A researcher at The University of Western Australia has been awarded a five-year Australian Research Council Future Fellowship worth almost $700,000 to better understand the process of muscle damage in an effort to prevent it.
Research Associate Professor Livia Hool said cardiovascular disease is the leading cause of death in the western world, almost twice the rate of all cancers combined.
“It accounts for 35 per cent of all deaths. The incidence increases with age and is likely to be exacerbated by increasing levels of obesity and diabetes,” Associate Professor Hool said.
“After an attack, the heart gets bigger, or hypertrophies, to compensate for the muscle not working properly. The heart becomes exhausted and fails. This project aims to understand how this happens and to develop early intervention strategies to prevent it.”
A heart attack disturbs the balance of the body’s free-radicals which go into ‘overdrive’ and adversely affect the calcium that normally keeps the heart pumping regularly.
Associate Professor Hool and her team will use an electrophysiology technique developed by 1991 Nobel Prize winners, Erwin Neher and Bert Sakmann, who discovered the function of single ion channels in cells through their invention of the patch clamp technique.
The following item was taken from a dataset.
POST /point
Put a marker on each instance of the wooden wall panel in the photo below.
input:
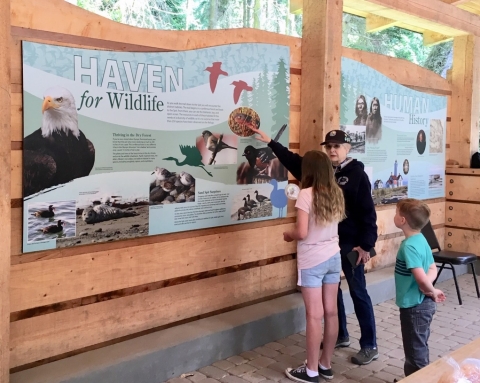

In her laboratory, Associate Professor Hool – the only patch clamper in WA – measures the electrical impulses generated by cells to the accuracy of one millionth of one millionth of an amp.
Her research, which straddles the disciplines of electrophysiology, biochemistry, molecular biology and physiology, will study the effects of free radicals and associated changes in calcium on muscle cells from animal models and failing human heart tissue. This will be achieved with additional funding from the National Health and Medical Research Council of Australia and collaborators in Sydney and the US.